‘O Planalto que pediu’, disse Zambelli ao pedir a Moro que não abandonasse governo Bolsonaro

‘O Planalto que pediu’, disse Zambelli ao pedir a Moro que não abandonasse governo Bolsonaro

Deputada federal que depôs na quarta-feira, 13, no inquérito Moro contra Bolsonaro, exibiu diálogos por Whatsapp com ex-ministro da Justiça e Segurança Pública minutos antes da renúncia que abalou o Planalto

Fausto Macedo e Pepita Ortega

14 de maio de 2020 | 19h20

Foto: Reprodução

A deputada federal Carla Zambelli (PSL) tentou fazer com que o ex-ministro Sérgio Moro não deixasse o governo Bolsonaro, pouco antes de o ex-juiz anunciar sua demissão no último dia 24, indicam mensagens obtidas pelo Estado. Pelo Whatsapp, a parlamentar diz que o Planalto a pediu para falar com o então ministro e afirma que ‘não teria porque’ Moro sair do governo uma vez que, segundo ela, o diretor-geral da Polícia Federal Maurício Valeixo teria pedido para sair do comando da corporação. O ex-juiz respondeu: “Se o PR anular o decreto de exoneração, ok”.

Na conversa, Zambelli diz ainda que foi até o Ministério da Justiça para tentar conversar com Moro como sua ‘admiradora. Tudo o que os criminosos querem é a sua saída. Não dê esse gosto a eles, por favor. O Brasil precisa de você”, diz a deputada em outro trecho da conversa.

As mensagens corroboram parte do relato feito pela deputada à Polícia Federal nesta quarta, 13, em Brasília. Zambelli foi intimada a depor no inquérito sobre suposta tentativa de interferência do presidente Jair Bolsonaro na Polícia Federal após Moro tornar público conversa em que a parlamentar pedia para que o então ministro aceitasse uma vaga no Supremo Tribunal Federal em setembro, e também a troca na Polícia Federal, aceitando o delegado Alexandre Ramagem, amigo da família Bolsonaro, como novo chefe da corporação. “Vá em setembro para o STF. Eu me comprometo a ajudar. A fazer o JB prometer”. “Prezada, não estou à venda”, responde Moro.

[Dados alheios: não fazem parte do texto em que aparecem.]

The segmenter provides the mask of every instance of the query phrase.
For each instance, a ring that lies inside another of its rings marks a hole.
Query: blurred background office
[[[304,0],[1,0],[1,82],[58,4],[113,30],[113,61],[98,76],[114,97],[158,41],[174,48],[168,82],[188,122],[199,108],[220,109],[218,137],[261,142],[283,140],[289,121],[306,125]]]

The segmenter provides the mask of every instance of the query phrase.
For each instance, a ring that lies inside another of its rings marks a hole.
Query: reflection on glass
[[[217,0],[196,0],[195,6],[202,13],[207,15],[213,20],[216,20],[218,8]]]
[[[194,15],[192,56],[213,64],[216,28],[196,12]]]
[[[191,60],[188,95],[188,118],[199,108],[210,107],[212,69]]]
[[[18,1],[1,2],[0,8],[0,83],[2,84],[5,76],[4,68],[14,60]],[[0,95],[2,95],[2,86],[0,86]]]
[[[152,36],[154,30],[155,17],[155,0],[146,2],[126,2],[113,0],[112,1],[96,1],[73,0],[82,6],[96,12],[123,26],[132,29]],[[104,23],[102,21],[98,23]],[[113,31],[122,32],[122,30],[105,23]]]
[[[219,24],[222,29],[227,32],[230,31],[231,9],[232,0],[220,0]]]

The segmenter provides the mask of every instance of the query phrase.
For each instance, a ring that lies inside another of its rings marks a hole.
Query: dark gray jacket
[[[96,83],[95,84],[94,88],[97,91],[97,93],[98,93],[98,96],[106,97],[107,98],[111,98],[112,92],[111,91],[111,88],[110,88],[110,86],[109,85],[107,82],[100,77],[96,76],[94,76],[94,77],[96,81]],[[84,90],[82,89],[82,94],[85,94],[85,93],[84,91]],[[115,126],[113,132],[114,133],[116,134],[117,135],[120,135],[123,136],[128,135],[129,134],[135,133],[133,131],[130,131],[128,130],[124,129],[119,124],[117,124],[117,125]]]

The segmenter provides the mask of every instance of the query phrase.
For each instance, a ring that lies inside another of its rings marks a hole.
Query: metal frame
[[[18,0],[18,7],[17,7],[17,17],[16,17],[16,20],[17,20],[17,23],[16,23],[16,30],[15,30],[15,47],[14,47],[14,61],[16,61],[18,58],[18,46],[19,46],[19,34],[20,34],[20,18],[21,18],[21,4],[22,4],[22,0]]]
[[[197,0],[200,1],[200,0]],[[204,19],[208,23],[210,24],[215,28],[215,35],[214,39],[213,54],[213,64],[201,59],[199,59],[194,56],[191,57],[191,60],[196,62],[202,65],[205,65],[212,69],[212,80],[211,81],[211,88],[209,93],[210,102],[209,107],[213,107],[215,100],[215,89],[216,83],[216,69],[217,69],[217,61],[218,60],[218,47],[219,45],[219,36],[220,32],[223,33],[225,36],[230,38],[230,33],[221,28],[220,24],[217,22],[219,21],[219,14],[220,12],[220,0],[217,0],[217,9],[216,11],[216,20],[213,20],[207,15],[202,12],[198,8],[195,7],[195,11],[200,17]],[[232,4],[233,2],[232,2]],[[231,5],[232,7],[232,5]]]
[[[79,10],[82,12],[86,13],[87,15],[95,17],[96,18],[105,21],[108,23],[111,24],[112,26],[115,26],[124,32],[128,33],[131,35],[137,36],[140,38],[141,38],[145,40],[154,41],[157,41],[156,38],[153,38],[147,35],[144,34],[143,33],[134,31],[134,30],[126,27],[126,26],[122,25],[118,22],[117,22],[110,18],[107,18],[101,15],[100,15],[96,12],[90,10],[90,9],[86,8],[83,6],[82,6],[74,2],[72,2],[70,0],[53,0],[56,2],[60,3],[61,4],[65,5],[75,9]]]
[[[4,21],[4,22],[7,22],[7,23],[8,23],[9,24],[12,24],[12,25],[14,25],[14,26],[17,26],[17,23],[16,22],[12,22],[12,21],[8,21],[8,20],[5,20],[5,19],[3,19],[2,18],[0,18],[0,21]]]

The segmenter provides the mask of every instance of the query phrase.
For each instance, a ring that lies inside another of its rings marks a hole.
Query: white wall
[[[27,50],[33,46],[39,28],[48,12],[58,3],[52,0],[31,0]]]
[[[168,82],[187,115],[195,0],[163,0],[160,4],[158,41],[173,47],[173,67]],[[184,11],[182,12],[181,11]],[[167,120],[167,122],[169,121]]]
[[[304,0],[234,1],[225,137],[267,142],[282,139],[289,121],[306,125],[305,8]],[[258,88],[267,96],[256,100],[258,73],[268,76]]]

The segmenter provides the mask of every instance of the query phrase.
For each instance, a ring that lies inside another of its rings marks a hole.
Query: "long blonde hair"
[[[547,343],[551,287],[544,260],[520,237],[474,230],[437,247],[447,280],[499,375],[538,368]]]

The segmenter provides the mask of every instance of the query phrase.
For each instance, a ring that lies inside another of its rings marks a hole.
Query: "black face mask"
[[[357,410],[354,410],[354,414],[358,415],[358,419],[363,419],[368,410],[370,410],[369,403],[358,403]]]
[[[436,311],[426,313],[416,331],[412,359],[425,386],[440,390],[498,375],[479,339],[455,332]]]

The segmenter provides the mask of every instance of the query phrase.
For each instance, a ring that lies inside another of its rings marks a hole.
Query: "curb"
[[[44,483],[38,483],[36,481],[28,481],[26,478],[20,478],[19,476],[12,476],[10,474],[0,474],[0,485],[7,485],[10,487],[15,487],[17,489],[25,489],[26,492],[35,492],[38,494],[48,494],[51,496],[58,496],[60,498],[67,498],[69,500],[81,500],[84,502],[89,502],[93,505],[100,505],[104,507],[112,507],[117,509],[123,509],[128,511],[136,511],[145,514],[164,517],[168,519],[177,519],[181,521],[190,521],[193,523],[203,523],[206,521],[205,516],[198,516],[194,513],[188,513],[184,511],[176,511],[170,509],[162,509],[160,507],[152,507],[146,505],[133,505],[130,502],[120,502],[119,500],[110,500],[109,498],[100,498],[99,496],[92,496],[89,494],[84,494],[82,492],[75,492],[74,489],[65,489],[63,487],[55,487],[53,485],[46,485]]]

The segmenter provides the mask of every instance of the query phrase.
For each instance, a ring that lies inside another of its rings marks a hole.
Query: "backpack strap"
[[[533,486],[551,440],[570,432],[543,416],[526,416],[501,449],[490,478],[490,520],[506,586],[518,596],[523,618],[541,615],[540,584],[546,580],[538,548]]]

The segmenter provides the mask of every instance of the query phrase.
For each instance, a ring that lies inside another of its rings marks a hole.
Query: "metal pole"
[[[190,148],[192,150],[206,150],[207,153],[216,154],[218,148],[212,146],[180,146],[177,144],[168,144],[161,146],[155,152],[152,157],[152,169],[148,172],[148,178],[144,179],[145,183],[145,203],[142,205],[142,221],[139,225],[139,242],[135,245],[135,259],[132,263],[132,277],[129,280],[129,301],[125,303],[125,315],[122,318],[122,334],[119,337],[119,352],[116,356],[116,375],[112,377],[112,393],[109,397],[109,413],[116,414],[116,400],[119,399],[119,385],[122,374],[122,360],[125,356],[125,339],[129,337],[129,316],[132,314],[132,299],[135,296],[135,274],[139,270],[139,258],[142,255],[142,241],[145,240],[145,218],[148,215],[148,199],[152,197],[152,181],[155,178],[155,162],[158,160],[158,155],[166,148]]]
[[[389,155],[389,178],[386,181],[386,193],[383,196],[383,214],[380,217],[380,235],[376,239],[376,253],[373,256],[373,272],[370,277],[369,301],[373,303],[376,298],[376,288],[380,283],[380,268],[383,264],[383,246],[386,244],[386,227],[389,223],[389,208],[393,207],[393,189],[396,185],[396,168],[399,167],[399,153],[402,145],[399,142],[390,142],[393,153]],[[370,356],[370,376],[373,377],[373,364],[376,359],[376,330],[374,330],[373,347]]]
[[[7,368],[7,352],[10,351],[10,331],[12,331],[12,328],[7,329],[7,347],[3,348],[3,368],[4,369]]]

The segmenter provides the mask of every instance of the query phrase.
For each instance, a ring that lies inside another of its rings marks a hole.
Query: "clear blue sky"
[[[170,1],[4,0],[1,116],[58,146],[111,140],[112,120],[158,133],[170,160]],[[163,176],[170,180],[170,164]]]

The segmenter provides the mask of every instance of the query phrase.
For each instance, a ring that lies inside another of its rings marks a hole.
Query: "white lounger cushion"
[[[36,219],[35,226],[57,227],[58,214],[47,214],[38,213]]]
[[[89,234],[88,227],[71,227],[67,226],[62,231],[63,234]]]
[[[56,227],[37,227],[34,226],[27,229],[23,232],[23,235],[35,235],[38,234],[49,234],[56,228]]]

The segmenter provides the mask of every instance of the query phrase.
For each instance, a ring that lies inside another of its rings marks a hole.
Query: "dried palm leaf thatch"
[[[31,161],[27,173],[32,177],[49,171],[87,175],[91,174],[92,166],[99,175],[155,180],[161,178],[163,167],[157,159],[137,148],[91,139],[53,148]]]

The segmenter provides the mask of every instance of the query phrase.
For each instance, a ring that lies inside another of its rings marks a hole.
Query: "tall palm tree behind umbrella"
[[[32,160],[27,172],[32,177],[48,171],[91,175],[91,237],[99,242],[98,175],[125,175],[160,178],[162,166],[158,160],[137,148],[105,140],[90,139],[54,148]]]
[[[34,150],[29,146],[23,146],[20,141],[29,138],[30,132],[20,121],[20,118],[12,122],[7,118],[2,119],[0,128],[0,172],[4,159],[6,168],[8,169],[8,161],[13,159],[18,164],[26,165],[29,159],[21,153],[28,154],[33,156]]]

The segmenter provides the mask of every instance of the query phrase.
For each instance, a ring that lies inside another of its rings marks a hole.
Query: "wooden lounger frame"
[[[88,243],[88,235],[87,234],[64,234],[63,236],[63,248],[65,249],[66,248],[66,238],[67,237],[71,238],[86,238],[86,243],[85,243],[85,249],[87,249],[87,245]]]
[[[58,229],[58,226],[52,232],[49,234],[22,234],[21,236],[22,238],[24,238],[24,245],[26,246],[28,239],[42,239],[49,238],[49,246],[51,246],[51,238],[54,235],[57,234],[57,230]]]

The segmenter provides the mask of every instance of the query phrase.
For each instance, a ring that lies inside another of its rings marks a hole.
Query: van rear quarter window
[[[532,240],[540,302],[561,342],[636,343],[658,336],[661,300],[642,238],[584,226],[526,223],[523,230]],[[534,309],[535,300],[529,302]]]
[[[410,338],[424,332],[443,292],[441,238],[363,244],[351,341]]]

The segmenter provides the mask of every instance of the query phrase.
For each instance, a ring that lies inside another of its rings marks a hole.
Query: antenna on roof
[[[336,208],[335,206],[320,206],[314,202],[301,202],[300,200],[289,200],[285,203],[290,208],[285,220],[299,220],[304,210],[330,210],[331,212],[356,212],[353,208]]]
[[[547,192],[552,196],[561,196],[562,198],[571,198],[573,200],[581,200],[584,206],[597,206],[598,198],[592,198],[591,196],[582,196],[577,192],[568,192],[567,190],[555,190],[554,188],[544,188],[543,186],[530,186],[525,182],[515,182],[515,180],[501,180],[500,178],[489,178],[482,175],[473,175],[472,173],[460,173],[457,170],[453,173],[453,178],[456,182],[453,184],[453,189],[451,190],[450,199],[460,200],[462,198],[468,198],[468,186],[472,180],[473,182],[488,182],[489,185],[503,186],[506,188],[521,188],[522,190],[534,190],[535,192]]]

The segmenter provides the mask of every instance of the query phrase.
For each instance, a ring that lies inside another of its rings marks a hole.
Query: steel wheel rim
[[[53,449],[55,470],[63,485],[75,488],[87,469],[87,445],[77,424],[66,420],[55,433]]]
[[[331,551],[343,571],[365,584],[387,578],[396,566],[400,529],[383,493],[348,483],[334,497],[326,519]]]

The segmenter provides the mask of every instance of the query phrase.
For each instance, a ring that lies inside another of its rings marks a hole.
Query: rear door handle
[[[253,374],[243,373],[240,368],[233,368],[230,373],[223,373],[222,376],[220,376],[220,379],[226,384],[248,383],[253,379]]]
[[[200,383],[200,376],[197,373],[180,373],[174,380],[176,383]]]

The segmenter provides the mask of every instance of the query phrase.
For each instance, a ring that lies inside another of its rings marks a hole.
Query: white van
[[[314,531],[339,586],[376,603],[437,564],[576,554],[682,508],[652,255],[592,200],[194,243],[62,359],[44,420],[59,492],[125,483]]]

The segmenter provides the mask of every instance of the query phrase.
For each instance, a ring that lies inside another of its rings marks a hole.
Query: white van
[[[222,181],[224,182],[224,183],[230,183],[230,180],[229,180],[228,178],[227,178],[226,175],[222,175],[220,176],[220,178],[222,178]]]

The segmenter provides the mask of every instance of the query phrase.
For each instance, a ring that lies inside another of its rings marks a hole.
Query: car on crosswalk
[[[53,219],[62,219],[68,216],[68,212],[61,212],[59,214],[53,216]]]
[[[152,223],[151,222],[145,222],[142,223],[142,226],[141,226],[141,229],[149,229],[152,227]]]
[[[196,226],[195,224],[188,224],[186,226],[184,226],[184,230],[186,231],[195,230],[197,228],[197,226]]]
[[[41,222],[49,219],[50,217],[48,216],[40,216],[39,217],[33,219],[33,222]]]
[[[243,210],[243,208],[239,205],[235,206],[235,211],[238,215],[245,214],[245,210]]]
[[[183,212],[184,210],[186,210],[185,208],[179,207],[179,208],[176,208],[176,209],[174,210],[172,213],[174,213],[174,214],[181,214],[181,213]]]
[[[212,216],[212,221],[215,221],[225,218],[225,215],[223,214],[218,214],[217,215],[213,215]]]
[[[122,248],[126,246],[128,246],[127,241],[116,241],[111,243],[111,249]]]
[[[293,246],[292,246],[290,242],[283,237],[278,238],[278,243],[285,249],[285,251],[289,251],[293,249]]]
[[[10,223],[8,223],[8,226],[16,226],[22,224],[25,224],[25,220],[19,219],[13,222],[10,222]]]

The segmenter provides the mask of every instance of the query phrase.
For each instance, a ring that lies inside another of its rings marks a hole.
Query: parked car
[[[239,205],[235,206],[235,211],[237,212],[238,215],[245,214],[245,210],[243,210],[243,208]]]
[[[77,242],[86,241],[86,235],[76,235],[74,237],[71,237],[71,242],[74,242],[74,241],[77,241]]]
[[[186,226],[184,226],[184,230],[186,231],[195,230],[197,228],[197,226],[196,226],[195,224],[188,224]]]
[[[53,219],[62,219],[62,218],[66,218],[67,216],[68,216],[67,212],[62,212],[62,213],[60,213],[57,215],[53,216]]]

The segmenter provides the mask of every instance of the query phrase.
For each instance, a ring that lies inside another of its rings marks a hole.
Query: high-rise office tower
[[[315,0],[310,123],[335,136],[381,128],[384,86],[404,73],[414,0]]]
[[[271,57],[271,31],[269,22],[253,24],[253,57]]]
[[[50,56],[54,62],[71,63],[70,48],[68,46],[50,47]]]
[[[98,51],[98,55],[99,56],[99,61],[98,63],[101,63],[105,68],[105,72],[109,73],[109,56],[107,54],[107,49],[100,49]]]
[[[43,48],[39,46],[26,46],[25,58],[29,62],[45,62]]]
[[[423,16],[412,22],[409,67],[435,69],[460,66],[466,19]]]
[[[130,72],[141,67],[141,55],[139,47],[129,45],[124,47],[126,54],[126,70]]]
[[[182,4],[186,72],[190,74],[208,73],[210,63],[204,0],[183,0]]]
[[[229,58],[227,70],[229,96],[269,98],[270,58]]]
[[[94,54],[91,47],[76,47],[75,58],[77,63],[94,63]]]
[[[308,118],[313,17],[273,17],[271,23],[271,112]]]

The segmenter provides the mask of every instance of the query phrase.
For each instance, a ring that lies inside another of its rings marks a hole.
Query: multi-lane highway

No depoimento à PF nesta terça, 13, Zambelli afirmou que ouviu do ex-Diretor-Geral da corporação, Maurício Valeixo, que ele havia pedido demissão. A informação teria sido obtida em ligação pelo Whatsapp no dia 23 de abril.

A versão da deputada, no entanto, contraria as informações prestadas por Moro e por Valeixo à PF. O ex-chefe da corporação disse que não houve ‘formalização’ de sua exoneração como ‘a pedido’. Moro também afirmou que embora o decreto de exoneração de seu homem de confiança constasse a indicação de que pediu para deixar o cargo, o ex-diretor-geral não o teria feito.

A parlamentar também disse aos investigadores, na sede da Polícia Federal em Brasília, acreditar que o presidente Jair Bolsonaro não confiava no ex-diretor da PF porque o então ministro Sergio Moro era “desarmamentista”. Segundo a deputada, Moro e o presidente Jair Bolsonaro haviam tido “algo recente” sobre esse tema.

Questionada sobre a troca de mensagens tornada pública por Moro no dia de sua demissão, Zambelli disse que “como ativista, chegou a trabalhar junto ao então presidente Temer na indicação de Ives Gandra Martins Filho à vaga do STF do Ministro Teori” e que, por isso, achava que poderia “trabalhar junto ao presidente Jair Bolsonaro” para que Sérgio Moro fosse o substituto do ministro Celso de Mello. O decano se aposenta do Supremo Tribunal Federal (STF) no fim deste ano.

Ainda sobre a tentativa de emplacar Moro no STF, a deputada afirmou que não chegou a conversar com Bolsonaro, ou interlocutores do presidente, sobre a proposta feita a Moro. Zambelli disse que as mensagens foram uma tentativa de aproximar o então ministro do presidente Jair Bolsonaro e nada tiveram a ver com uma suposta tentativa de interferência do chefe do Executivo na Polícia Federal.